By KATHRYN JEAN LOPEZ
Posted: 3:42 am
August 17, 2008
Being Catholic now is a tragedy. That is, at least, if you read National Public Radio's Cokie Roberts. "I disagree with the church all of the time. There's hardly ever a time that I agree with it, except on social justice issues."
She's not into Pope Benedict. At the time he was elected she announced, "I think this pope could be a problem." She prays, but only as a soothing habit - like listening to a sea sounds CD from Sharper Image. "I don't hear much. That would be a little spooky."
Since she's not listening to Christ - or his representative, Benedict - Roberts doesn't have a problem reconciling being "Catholic" with what the Church teaches. "They can't run me out of this church no matter how hard they try. And that sense of inclusion that you feel when you are with other Catholics, and with people who have been raised in the same way, and have the same like-mindedness and sense of love and giving, is very strong."
I don't begrudge Roberts love and giving.

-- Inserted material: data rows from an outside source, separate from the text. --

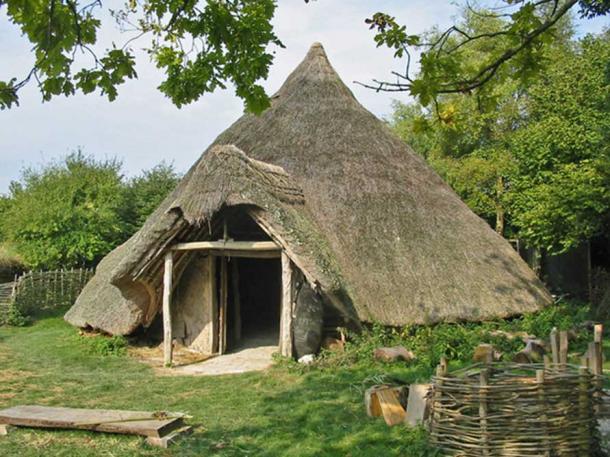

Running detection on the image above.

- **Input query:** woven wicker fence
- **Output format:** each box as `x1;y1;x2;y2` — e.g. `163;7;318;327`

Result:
430;363;601;457
13;268;93;314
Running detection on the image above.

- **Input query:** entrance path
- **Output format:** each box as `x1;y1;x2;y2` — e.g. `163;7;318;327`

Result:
172;346;278;376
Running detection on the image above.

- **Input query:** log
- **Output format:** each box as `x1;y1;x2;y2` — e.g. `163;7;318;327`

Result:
373;346;416;362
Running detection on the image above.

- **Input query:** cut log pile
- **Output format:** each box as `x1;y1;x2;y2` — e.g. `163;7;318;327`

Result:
0;405;191;447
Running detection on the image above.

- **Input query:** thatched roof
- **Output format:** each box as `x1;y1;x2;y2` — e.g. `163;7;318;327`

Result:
66;44;551;333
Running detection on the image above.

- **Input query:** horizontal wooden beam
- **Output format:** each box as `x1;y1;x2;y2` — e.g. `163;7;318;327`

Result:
172;241;281;253
205;249;282;259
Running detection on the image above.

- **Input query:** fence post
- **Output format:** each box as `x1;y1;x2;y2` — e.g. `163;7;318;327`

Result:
479;368;490;457
550;328;559;369
578;367;591;455
536;370;552;457
559;330;568;370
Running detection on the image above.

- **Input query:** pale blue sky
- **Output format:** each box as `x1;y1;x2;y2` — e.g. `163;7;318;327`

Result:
0;0;610;193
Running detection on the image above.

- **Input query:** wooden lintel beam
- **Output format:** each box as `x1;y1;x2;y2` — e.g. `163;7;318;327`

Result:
204;249;282;259
172;241;281;252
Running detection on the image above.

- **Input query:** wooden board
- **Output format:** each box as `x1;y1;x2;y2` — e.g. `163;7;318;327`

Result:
0;405;184;438
377;389;405;425
172;241;281;252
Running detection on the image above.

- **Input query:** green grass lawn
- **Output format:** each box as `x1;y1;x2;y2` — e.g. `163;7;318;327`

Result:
0;317;436;457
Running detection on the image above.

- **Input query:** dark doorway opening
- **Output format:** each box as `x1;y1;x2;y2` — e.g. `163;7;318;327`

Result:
227;258;282;350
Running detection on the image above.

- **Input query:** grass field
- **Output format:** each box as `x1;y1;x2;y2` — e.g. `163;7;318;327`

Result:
0;317;437;457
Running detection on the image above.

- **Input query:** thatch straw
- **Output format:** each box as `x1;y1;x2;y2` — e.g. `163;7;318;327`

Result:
66;44;551;333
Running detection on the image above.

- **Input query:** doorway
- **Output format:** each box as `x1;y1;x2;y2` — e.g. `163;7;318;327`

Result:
226;257;282;352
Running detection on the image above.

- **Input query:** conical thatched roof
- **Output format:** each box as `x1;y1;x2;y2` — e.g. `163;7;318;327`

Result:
66;44;551;333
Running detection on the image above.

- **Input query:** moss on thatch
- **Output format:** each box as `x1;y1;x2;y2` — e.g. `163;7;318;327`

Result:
66;44;551;333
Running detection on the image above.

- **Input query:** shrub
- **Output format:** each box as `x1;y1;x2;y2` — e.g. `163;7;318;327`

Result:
81;335;127;357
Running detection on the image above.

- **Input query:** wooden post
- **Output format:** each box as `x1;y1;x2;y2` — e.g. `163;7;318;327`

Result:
431;357;447;445
206;254;218;354
589;324;604;414
578;367;591;455
279;251;292;357
550;328;559;369
559;330;568;370
231;258;241;342
536;370;551;457
218;256;229;354
479;368;490;456
163;251;174;367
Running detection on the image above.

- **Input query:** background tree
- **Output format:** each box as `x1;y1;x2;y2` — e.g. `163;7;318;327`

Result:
0;151;179;269
0;0;281;112
122;162;181;232
510;32;610;251
391;16;610;252
2;151;125;268
364;0;610;106
0;0;610;112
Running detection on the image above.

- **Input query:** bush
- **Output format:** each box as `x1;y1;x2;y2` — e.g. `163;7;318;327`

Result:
81;335;127;357
0;303;30;327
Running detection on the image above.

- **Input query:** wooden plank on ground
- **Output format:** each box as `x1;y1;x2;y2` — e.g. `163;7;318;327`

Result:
0;405;184;438
377;389;405;426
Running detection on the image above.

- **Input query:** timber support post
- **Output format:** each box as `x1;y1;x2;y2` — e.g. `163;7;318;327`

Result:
280;251;292;357
163;251;174;367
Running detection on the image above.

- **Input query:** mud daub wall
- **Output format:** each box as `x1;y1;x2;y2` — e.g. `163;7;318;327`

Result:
430;364;600;457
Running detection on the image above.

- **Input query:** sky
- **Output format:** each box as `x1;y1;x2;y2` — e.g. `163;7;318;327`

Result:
0;0;610;194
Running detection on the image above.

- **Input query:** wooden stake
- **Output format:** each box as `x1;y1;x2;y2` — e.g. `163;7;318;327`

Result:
578;367;591;455
479;368;490;456
206;254;218;354
218;256;229;354
279;251;292;357
536;370;551;457
163;251;174;367
231;258;241;342
550;328;559;368
559;330;568;370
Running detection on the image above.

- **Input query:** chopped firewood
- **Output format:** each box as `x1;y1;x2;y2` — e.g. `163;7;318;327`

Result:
472;344;502;363
364;385;406;417
377;389;405;426
364;386;387;417
405;384;432;426
146;425;193;449
322;336;345;352
373;346;416;362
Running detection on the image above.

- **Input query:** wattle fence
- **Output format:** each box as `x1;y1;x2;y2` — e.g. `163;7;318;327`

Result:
0;268;94;324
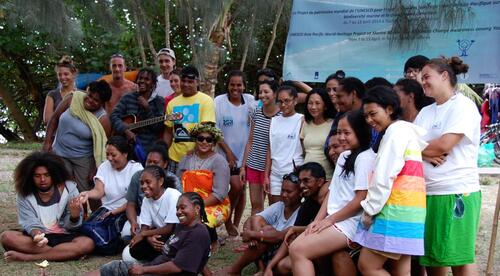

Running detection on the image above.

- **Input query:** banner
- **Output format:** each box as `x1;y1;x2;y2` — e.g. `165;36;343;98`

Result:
283;0;500;83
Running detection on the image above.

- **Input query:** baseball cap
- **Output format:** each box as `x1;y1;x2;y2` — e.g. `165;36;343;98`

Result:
156;48;175;59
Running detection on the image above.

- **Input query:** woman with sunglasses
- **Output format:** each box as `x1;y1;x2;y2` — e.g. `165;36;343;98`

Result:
289;111;375;275
240;78;280;215
43;56;78;124
225;173;302;275
354;86;426;275
300;88;335;180
85;192;210;276
415;57;481;275
177;123;231;250
264;86;304;204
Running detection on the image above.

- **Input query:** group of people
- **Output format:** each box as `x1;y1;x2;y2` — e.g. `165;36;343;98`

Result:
1;48;481;276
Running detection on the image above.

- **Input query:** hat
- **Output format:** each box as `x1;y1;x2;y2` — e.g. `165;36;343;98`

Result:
404;55;429;72
181;65;200;80
156;48;175;59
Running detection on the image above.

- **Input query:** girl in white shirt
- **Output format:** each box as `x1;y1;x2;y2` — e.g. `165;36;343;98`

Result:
264;86;304;204
289;111;375;275
415;57;481;275
125;165;181;261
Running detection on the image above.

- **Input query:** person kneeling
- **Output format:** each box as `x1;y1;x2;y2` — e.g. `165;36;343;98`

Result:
224;173;301;275
0;152;94;261
87;192;210;275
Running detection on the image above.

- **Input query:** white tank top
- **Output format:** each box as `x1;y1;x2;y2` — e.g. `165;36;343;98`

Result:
269;113;304;174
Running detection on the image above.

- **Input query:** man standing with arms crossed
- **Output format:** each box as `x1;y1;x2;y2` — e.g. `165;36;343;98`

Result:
105;54;137;114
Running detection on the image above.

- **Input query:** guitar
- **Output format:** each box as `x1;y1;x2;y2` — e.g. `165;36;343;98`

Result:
122;112;184;130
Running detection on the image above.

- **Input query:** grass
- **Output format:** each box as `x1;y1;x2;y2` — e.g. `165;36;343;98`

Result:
0;144;500;276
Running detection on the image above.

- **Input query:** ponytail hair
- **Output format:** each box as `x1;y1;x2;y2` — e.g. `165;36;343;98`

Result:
426;56;469;87
181;192;208;222
142;165;175;189
54;55;78;74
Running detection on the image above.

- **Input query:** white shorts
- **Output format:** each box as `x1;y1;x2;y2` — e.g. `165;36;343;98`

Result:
269;172;284;196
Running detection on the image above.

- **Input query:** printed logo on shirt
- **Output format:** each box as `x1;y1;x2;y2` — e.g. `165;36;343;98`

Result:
173;103;200;124
222;116;234;127
431;122;441;129
174;124;192;143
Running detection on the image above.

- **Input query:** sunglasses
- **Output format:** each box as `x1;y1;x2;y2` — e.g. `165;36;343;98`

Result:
453;194;465;219
283;173;300;184
196;135;214;144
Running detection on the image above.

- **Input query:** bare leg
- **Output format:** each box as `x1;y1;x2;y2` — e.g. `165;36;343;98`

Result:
332;250;357;276
425;266;449;276
1;231;50;254
225;175;243;236
269;194;281;205
221;243;267;275
248;183;264;216
233;184;247;229
289;227;347;276
451;264;479;276
4;237;94;261
276;256;292;275
358;248;390;276
389;255;411;276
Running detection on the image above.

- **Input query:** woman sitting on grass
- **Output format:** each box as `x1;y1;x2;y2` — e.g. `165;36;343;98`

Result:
124;165;181;261
86;192;210;276
225;173;302;275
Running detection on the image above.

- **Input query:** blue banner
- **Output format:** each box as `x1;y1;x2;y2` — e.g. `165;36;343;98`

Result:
283;0;500;83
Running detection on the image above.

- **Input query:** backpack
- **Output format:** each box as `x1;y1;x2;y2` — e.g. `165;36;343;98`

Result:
80;208;127;255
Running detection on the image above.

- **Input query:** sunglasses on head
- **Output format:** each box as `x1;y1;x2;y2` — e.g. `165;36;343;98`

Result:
283;173;300;184
196;135;214;144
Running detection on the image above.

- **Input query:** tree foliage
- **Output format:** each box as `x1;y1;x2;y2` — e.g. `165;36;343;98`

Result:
0;0;291;140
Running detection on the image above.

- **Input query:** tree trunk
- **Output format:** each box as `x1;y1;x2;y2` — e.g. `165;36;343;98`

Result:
262;0;285;68
0;84;37;142
185;0;198;65
132;9;147;66
135;0;156;57
200;1;234;97
0;124;22;142
165;0;170;48
240;5;257;71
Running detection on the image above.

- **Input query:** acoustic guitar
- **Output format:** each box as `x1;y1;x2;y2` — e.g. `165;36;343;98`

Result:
122;112;184;130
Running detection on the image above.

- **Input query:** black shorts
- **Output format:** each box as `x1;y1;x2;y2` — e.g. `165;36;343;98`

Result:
229;167;240;176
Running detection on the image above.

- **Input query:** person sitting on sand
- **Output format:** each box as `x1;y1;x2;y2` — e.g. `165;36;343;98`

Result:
0;152;94;261
220;173;302;275
86;192;210;276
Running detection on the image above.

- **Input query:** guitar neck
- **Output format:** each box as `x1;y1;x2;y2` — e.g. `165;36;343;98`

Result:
128;115;169;130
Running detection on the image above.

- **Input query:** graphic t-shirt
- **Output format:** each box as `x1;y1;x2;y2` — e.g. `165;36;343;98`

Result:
165;92;215;162
214;94;255;168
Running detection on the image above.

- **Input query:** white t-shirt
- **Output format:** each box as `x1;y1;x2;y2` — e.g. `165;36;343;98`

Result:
269;113;304;174
415;93;481;195
140;188;181;228
153;74;174;98
214;94;255;168
327;149;376;240
257;201;300;231
94;160;143;210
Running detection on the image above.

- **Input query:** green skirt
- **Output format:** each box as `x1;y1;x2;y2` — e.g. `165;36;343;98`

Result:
420;191;481;267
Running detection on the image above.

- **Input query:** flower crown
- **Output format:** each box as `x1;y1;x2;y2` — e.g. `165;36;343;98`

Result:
190;122;224;142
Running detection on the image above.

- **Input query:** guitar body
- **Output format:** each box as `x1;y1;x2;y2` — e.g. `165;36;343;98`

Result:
113;113;184;135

But her essay in "Being Catholic Now: Prominent Americans Talk About Change in the Church and the Question for Meaning" is, in many ways, meaningless. Roberts doesn't realize that the church hasn't left her, she's left the church.
"Being Catholic's" primary virtue is as an indicator to faithful Catholics - lay, priests and religious - about how much work needs to be done to educate our own flock about what exactly Catholicism is. Large parts of the book, and the premise of it - that anything goes as long as you feel it's Catholic - is scandalous. There are churches that change their doctrines with the times, but they're not Catholic.
Kerry Kennedy, daughter of Robert F. and editor of the collection, announces that she also has issues with Benedict. She complains: "Before becoming pope, Cardinal Ratzinger was a staunch defender of the magisterium of the Catholic Church," where, as prefect of the Congregation on the Doctrine of the Faith, he elucidated Church doctrine on issues that American Catholic dissenters would rather the Church left alone.